DALLAS, Texas — There is a movement catching on across the country of digital immersive art experiences.
It’s a whole new, interactive way to experience the work of famous artists. We visit Lighthouse Artspace in the East Quarter of Dallas to learn more.
In the 1920s this area called the East Quarter was an automotive and industrial hub. Today, developers are re-envisioning it as a creative epicenter in the heart of downtown Dallas.
A central piece is the old masonic temple now known as the blockhouse. It’s the current home of Lighthouse Immersive Dallas.
Dana Volkmar, operations manager for Lighthouse Artspace, tells us it’s been open a little over a year and they’ve sold more than 200,000 tickets.
“It's what's next on the horizon for art and entertainment. I love that it combines both worlds. They kind of merge together," said Volkmar. "So, people that typically wouldn't go to an art museum and have an experience with a painting are very apt to come here and have this very unique experience.”
Built in 1941, this historic 41 thousand-square foot building was a Masonic temple for about 80 years. It has three different viewing rooms or galleries you can wander between and take in the images and music in a variety of settings.
“It being a historical building, we've maintained the beauty and the craftsmanship and we haven't changed anything except the inside, the interior where our theater is and our galleries are," said Volkmar.
Volkmar said that she doesn't have a favorite exhibit.
"Van Gogh is really classic. Like, everybody relates us to Van Gogh and so I love that one. But I can say something great about all of them," Volkmar said. "These people are icons and amazing works of art like our Monet show, for example, has over 500 masterpieces incorporated into the show.”
From the first room, which is a more intimate way to take in the video images, you can walk into a much larger space which even has a balcony where you can view the experience from a second floor.
But the third space is a real treat. It features mirrored columns you can wander through like a maze that reflects the videos.
“I love to watch our guests come in here and kind of weave in and out of the mirrors because it's so incredible to see their reaction to the work being reflected and seeing themselves in the work," said Volkmar.

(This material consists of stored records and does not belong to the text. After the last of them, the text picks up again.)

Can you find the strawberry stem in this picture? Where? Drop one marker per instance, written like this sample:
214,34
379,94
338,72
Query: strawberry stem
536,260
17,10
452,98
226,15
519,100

The 35-minute-long show is on a loop and you can stay as long as you like.
“We invite you to stay for a couple of loops, so don't feel like when the show is over, you’ve got to rush out of here. It's definitely something you want to sit in, let it kind of soak into you," said Volkmar. "It's amazing to be in just completely submerged in the art, it's a beautiful, beautiful thing.”
Dallas couple Terri and Chester Plauché are first-time visitors.
“We loved it, that was great, really great, and would highly encourage other people to come. It was wonderful," Terri said.
And don’t miss the gift shop with all manner of artist-inspired items. Lighthouse Artspace also teams with a non-profit that works with the homeless.
“We definitely think being connected to our community and giving back is a huge part of what makes the world go round. And we're a part of that," said Volkmar. "So, we're very, very grateful to be a part of that.”
Pablo Picasso famously said: “Art washes away from the soul the dust of everyday life.” If you’re ready for a fresh, new way of experiencing art—check out Lighthouse Immersive Dallas.
The Van Gogh and Monet exhibits will be available until September 11. The next Lighthouse Artspace exhibit is King Tut which starts on September 23.